At the same time, despite being backed by Rupert Murdoch’s News International and much of the Scottish financial elite, the SNP can land blows by pointing to the grasping activities of a privileged local layer around the Labour Party.
For example, in 2011, one of the SNP majority government’s first pieces of legislation was a move to weaken the patronage system whereby Labour, solely in Glasgow, operated a double payment system to Labour councillors sitting on the boards of its stand-alone agencies or “arms length external organisations” (ALEOs).
Across Scotland, around 130 ALEOs have been set up. These have generally met with all-party approval as they are a tool to drive up productivity and cut jobs and wages without the local authority directly taking responsibility for the social consequences. Labour’s arrangements in Glasgow, however, allowed the Labour leadership clique to manipulate its own councillors.
SNP councillors have also been able to point to Labour’s close relations with property developers and land speculators in Glasgow. A number of scandals have blown up around the Commonwealth Games 2014 site in Parkhead and Dalmarnock, working class areas in Glasgow’s impoverished East End.
Dalmarnock has been largely razed over the last two decades, at the expense of hundreds of popular tenement homes, local shops, community centres and schools.
A handful of property speculators, close to the Labour Party, appear to have bought blocks of land in Dalmarnock at knock-down prices, no doubt having been made aware of GCC’s aspirations for the area.
Once the East End was confirmed as the 2014 Commonwealth Games venue, the speculators cashed in while GCC evicted local shopkeepers, tenants, and homeowners who had lived in the area for decades.
One developer reportedly made a 12,000 percent profit on derelict land held since 1988. Another was alleged to have been given land for free, which was then bought back from him for £1.3 million. According to the BBC, a number of these cases are currently under police investigation.
Under pressure from the scandals and a well-funded and better-organised SNP, the Labour Party is falling apart.
This, rather than any disagreement on principle, is what lies behind the recent formation of “Glasgow First” by six local councillors deselected by the Labour Party as it sought candidates to stand against the SNP in the May 3 elections.
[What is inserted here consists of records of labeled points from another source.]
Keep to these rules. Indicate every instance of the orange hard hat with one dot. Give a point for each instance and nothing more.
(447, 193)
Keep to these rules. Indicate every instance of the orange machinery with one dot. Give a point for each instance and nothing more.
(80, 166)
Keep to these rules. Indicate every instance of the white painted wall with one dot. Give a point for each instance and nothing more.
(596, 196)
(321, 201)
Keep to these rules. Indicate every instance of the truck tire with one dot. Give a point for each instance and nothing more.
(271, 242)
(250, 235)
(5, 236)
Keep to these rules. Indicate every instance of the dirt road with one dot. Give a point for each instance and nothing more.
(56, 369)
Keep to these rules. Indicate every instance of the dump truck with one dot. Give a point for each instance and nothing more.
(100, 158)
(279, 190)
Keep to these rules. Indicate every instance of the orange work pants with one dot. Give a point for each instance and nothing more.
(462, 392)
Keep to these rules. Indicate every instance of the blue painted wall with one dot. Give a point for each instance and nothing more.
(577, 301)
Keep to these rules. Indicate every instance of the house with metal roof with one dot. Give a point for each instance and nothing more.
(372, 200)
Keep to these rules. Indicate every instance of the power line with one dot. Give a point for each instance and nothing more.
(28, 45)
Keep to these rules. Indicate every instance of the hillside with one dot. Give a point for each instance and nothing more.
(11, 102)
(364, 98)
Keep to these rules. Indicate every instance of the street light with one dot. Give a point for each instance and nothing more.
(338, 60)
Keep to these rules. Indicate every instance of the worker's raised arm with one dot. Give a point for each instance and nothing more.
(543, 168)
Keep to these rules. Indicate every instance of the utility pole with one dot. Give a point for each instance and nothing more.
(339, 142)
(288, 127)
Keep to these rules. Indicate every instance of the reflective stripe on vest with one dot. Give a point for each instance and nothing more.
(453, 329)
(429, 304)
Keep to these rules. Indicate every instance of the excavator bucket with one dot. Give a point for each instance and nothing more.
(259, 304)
Labour is only standing 45 candidates, all of whom have been selected by the party’s central apparatus. It has excluded as many as 20 serving councillors from standing again.
Matters came to a head in February when a number of the deselected councillors voted against Labour’s £45 million cuts. The budget came to within two votes of falling, with the party forced to bribe and threaten some of those it had already deselected to win the vote.
One councillor, Anne Marie Millar, told the press that her disabled son’s job at a council ALEO, City Building, was threatened as Labour members pressured her to pass the budget.
Labour finally lost its GCC majority last week when another councillor, Shaukat Butt, decided to quit Labour and join Glasgow First. The new group is as politically moribund as the party they have quit. Their manifesto slogan was reported to be “Glasgow first, Glasgow last, Glasgow always.”
In contrast with such shenanigans, the SNP has no record in power in Glasgow. A recent SNP conference, held in Glasgow, promised the city clean government and “political renewal”.
In fact, the SNP sees control of Glasgow and the 2014 games as a vital boost to its drive to win a vote for Scottish independence, the purpose of which is to cut corporation tax for big business and fill the pockets of SNP backers while accelerating the impoverishment of the entire working class.